Развернулась, да и к детям. А этот дружок...

Не был бы он таким дурачком! А то ведь решил как? Тора, отец ее принял, сын уже есть, Мишку с Машкой любит, еще детей не захочет, положения в обществе, может, и деньги — надо брать!

Так-то все логично. И спесь свою потешит, и всем носы утрет, и будь Яна другой...

Да, будь Яна другой. А ей вспоминаются зеленые глаза, и сердце в диком стуке заходится. Враги они. И ничего с этим не поделаешь, враги. Только вот злиться на него не получается. И улыбка на губы ползет, и хочется рядом оказаться... ну хоть на минуточку. Хоть попрощаться.

Все Яна понимала, и что не надо, и нельзя ей, и подло давать человеку надежду, когда до смерти меньше полугода.

Но ведь весна на дворе! А сердцу не прикажешь! Как Асадов писал? Кстати, хоть и по другому поводу:

'Сердце грохочет, стучит в виски, взведенное, словно курок нагана...'.

Все верно. И сдаваться — рано!

Любовь?

Смеяться изволите, какая любовь, когда Хелла?

Но кто бы Яну спрашивал?

Глава 7

Ты не слыхала?

Ветер, наверно, знает,

Что она там шептала,

Дмитрий, Русина

Картины из преддверья ада.

Дмитрий был атеистом. Последние лет так... да с детства он им был! Еще с того момента, как застал священника со своей матерью в интересной позе. Какие уж тут веры, когда воплощение оной изменяет жене, пользует прихожанок, не брезгует взятками...

А потом жизнь так замотала-закрутила, что в церковь Дмитрий мог наведаться только по работе. Прикинуть как расположены опорные колонны, какой фундамент, сколько взрывчатки надо, куда ее лучше заложить...

Но сейчас вспоминались те, детские страхи. Те рассказы из Книги Творца. И ужас к горлу подкатывал.

Темный, мрачный...

Трупы.

Много трупов, которые не успевают убирать. Мужчины, женщины, дети...

Вороны. Много ворон. Жирных, отожравшихся на падали. Они сидят на крышах домов, на заборах, они мерзко каркают, подчеркивая разруху и запустение...

Вооруженные люди.

Не так, чтобы много, но они расхаживают по улицам, посверкивая некогда белыми, а теперь грязно-серыми тряпками на рукавах.

Символ освобождения.

Выбитые окна, заколоченные звери домов...

Звенигород, яркий, веселый, красочный, чуточку легкомысленный, как двадцатипятилетняя кокетка — я ведь хороша, не правда ли? — превратился в старую каргу. Жуткое чудовище из жутких сказок.

Люди...

Есть и живые. Не освобожденцы. Кто-то прячется, кто-то просит милостыню, кто-то...

Дмитрий сунул руки в карманы.

В этом городе он задержится. Поработает... не для Валежного, просто — из... из чего?

Не сострадания, не милосердия. Но те, кто сотворил такое... должны ли они жить? Можно возразить многое. И что отречение Петера инициировали его же министры, и что освобожденцы просто подняли то, что валялось, и они просто не справляются пока, и переходный период...

А вот вас бы носом! В нечистоты на мостовой!

В труп старухи, с выклеванными глазами. Явно упала, и уже не могла подняться, сил не хватило... а судя по дорогому пальто, она была не из бедных.

В...

— Документики попрошу!

В патруль освобожденцев.
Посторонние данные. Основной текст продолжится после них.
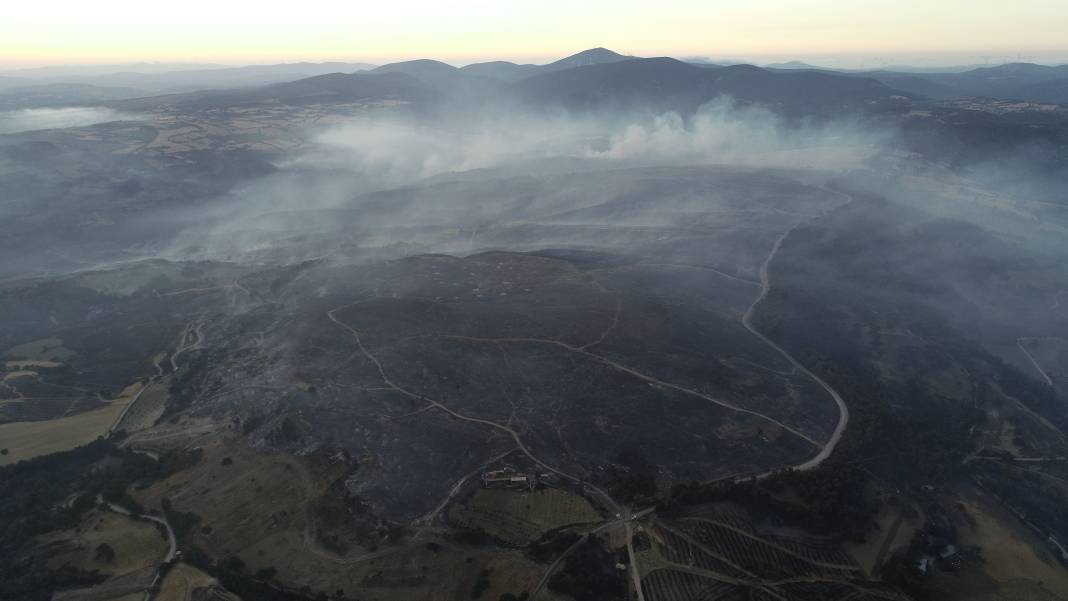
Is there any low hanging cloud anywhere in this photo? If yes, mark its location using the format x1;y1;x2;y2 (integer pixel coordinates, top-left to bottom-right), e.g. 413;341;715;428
0;107;137;135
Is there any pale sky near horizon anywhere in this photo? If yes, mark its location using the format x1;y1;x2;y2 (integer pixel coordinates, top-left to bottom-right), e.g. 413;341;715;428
0;0;1068;68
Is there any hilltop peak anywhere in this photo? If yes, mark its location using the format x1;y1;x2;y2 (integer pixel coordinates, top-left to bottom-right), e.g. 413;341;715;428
546;46;634;69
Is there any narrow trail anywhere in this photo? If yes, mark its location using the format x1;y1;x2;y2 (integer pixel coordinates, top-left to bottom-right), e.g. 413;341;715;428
96;495;178;601
441;334;821;446
1016;338;1053;388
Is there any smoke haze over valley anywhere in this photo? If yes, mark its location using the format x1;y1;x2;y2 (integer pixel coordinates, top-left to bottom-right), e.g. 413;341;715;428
0;31;1068;601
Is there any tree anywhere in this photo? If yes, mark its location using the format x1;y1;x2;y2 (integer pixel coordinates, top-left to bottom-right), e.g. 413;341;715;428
93;542;115;564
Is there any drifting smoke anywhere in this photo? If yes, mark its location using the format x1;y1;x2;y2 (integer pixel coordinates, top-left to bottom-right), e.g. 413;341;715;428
160;99;890;262
286;99;889;187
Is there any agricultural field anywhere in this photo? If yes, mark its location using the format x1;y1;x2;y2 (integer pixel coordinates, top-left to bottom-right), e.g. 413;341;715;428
114;377;171;433
939;494;1068;599
156;564;215;601
449;488;600;545
0;383;141;465
638;509;884;601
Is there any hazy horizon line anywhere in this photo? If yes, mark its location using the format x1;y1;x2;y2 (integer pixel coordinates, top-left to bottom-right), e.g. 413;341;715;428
0;47;1068;75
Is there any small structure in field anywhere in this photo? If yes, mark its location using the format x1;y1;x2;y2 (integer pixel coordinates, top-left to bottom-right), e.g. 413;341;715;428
482;468;537;490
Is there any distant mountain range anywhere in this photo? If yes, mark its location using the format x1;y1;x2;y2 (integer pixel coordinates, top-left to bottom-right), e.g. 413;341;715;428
104;48;912;115
6;48;1068;115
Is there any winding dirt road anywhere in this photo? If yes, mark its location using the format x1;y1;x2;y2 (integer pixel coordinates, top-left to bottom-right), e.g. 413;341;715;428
739;226;849;471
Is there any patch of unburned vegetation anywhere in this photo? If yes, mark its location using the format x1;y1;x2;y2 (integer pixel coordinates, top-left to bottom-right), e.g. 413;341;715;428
3;337;75;363
449;488;600;544
41;511;167;576
0;384;141;465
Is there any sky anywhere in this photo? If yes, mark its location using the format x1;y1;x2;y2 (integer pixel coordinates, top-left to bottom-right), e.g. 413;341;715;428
0;0;1068;68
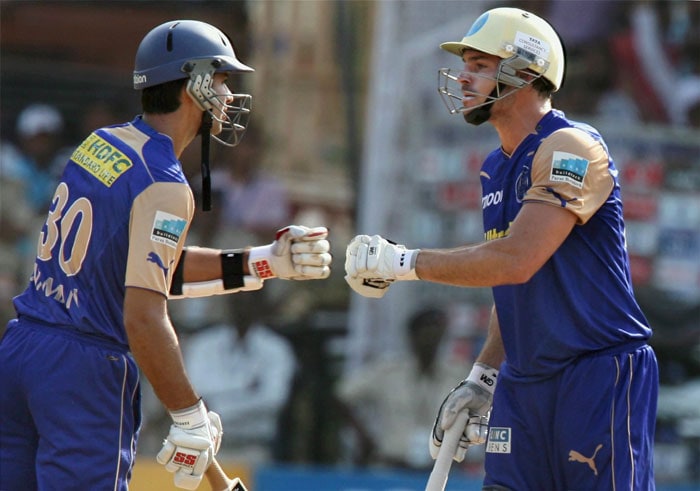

Стоят тут, два здоровых лба. Сытых, довольных жизнью, смотрят, словно им ничего не угрожает... надо разочаровать. Но не сразу, нет.

— Какие именно? — невинно уточнил Дмитрий. — Паспорт?

— Разрешение на проживание в Звенигороде с отметкой комендатуры, — ухмыльнулся тот, который постарше. — Ну и паспорт, да...

Дмитрий откровенно поднял брови.

— Я похож на гулящую бабу?

Раньше такое разрешение тоже требовалось. Так называемый 'розовый билет', выдавался гулящим девкам. Но сейчас? Что за бред?

Парни заржали уже вовсе откровенно. Дмитрий рассматривал их спокойно, даже с интересом. Боялся? Кого, этих двоих? Тот, что постарше, явно сидел. Видно же...

По синим татуировкам на руках, по цепкому взгляду, по тому, как держит оружие, нож ему явно привычнее винтовки. Младший — тот вообще из крестьян. Тоже руки выдают. Мозолистые, натруженные, на земле работать, не бумажки перекладывать. Тут и походка особая будет, и осанка...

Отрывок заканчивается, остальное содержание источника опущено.